L’aver scritto la prefazione potrebbe far pensare ad un non sufficiente distacco critico dal volume e dal suo autore, mentre io credo di non essere stato equanime nella mia sinteticità proprio nei confronti del libro che raccoglie una serie di saggi e di articoli dello storico e pubblicista Pier Franco Quaglieni che, dall’inizio degli anni 70, si è occupato nei suoi studi di Pannunzio e, attraverso il Centro Pannunzio di Torino, ha contribuito a tenere vivo in maniera determinante il ricordo del fondatore del Risorgimento liberale e del “Mondo”, come già tanti anni fa disse Giovanni Spadolini.

Il volume è stato definito da Mirella Serri una pietra miliare negli studi pannunziani perché viene delineato un ritratto di Pannunzio che non rientra nei soliti schemi di una certa vulgata e che ci rivela un Pannunzio liberale ed anticomunista sul quale c’era bisogno di fare chiarezza.

Continuare a confondere Pannunzio con Ernesto Rossi, Pannunzio con l’azionismo, Pannunzio con il radicalismo pannelliano è un errore storiografico oltre che un’operazione politica che ha dei margini di ambiguità.

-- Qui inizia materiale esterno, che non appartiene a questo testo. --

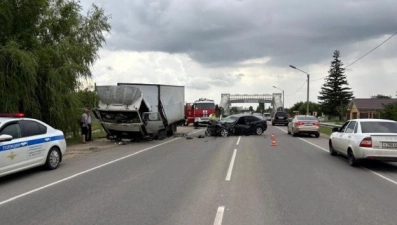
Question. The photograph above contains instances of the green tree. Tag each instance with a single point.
(335, 93)
(380, 96)
(389, 111)
(46, 46)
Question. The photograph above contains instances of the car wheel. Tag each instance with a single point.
(161, 135)
(332, 150)
(259, 130)
(224, 133)
(350, 158)
(53, 158)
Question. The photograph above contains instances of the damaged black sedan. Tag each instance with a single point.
(240, 124)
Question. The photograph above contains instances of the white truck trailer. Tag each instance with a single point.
(134, 111)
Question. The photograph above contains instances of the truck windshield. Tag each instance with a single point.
(205, 105)
(120, 117)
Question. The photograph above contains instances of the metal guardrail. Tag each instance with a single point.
(332, 125)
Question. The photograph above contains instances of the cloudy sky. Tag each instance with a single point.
(245, 46)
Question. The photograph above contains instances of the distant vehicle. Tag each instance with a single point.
(304, 125)
(199, 112)
(365, 139)
(259, 115)
(267, 116)
(244, 124)
(26, 143)
(280, 117)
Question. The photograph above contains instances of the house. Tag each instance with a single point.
(367, 107)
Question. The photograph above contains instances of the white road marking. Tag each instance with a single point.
(229, 171)
(219, 215)
(365, 168)
(238, 140)
(89, 170)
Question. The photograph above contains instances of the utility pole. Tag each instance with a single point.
(308, 80)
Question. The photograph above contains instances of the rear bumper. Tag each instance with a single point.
(308, 130)
(280, 121)
(378, 154)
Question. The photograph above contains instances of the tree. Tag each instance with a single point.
(389, 111)
(380, 96)
(46, 46)
(335, 93)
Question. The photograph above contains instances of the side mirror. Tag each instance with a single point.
(5, 137)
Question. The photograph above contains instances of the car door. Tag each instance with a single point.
(38, 141)
(337, 136)
(291, 124)
(251, 121)
(346, 137)
(12, 153)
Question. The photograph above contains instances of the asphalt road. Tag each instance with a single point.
(234, 180)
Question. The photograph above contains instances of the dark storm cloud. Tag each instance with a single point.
(224, 33)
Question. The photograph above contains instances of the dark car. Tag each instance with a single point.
(243, 124)
(280, 117)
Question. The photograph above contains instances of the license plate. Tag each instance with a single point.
(389, 144)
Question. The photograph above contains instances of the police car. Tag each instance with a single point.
(27, 143)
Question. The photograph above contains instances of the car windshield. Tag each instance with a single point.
(229, 119)
(307, 118)
(378, 127)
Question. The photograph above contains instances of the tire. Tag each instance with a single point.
(351, 159)
(332, 150)
(259, 130)
(224, 133)
(161, 135)
(53, 159)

Pannunzio infatti è stato sempre e coerentemente un anticomunista intransigente come fu un antifascista coerente.

Il lavoro di Quaglieni mette in evidenza come i punti di riferimento di Pannunzio siano stati Benedetto Croce ed in parte meno evidente (a causa del settennato al Quirinale) Luigi Einaudi. Salvemini fu un ospite gradito ed illustre del “Mondo” ma non un ispiratore, come spesso invece è stato anche autorevolmente scritto.

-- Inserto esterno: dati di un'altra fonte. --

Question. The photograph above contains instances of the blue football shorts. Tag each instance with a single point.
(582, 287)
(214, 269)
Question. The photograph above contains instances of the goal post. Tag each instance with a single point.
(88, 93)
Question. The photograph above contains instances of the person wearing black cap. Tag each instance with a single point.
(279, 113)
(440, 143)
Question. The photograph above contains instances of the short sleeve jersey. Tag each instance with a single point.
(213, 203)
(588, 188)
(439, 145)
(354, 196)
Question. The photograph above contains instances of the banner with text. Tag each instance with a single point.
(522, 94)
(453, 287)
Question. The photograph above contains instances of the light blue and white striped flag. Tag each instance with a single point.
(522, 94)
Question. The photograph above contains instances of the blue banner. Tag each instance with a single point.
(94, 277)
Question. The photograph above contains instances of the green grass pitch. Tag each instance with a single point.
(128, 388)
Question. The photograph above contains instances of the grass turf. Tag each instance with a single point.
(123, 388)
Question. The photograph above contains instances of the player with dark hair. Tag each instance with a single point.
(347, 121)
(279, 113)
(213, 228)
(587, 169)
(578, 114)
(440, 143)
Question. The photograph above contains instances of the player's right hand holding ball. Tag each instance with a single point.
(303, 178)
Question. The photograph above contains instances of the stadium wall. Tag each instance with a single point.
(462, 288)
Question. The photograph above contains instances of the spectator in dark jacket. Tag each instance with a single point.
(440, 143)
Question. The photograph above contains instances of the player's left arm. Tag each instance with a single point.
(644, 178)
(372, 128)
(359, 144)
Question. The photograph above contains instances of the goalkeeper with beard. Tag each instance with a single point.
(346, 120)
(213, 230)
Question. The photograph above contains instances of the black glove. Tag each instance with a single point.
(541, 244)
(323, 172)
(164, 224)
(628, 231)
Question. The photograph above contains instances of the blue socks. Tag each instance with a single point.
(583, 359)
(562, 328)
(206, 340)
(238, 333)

“Il Mondo” fu un punto di incontro di più culture, ma la figura di Pannunzio non si può staccare dalla tradizione liberale più autentica senza tradirla.

Ed allora nel libro possiamo trovare i profili di Carlo Antoni e Vittorio De Caprariis due colonne portanti del giornale di Pannunzio, così come si possono leggere pagine significative su Ennio Flaiano – redattore capo del giornale -, Nicolò Carandini, Rosario Romeo, Arturo Carlo Jemolo, Arrigo Olivetti, editore-mecenate del giornale pannunziano, Giovanni Spadolini.

Quaglieni, tra l’altro, ha pubblicato una decina di anni fa il carteggio Croce-Pannunzio e quindi più di ogni altro ha indagato il rapporto tra il maestro e l’allievo: leggendo come Pannunzio si rivolge a Don Benedetto si coglie a pieno il rispetto profondo che caratterizzava il loro rapporto in un’epoca nella quale ribellarsi a Croce era quasi una moda da parte di allievi che pure dovevano molto al magistero ed anche all’appoggio culturale dato da Croce ai tantii che si rivolgevano a lui.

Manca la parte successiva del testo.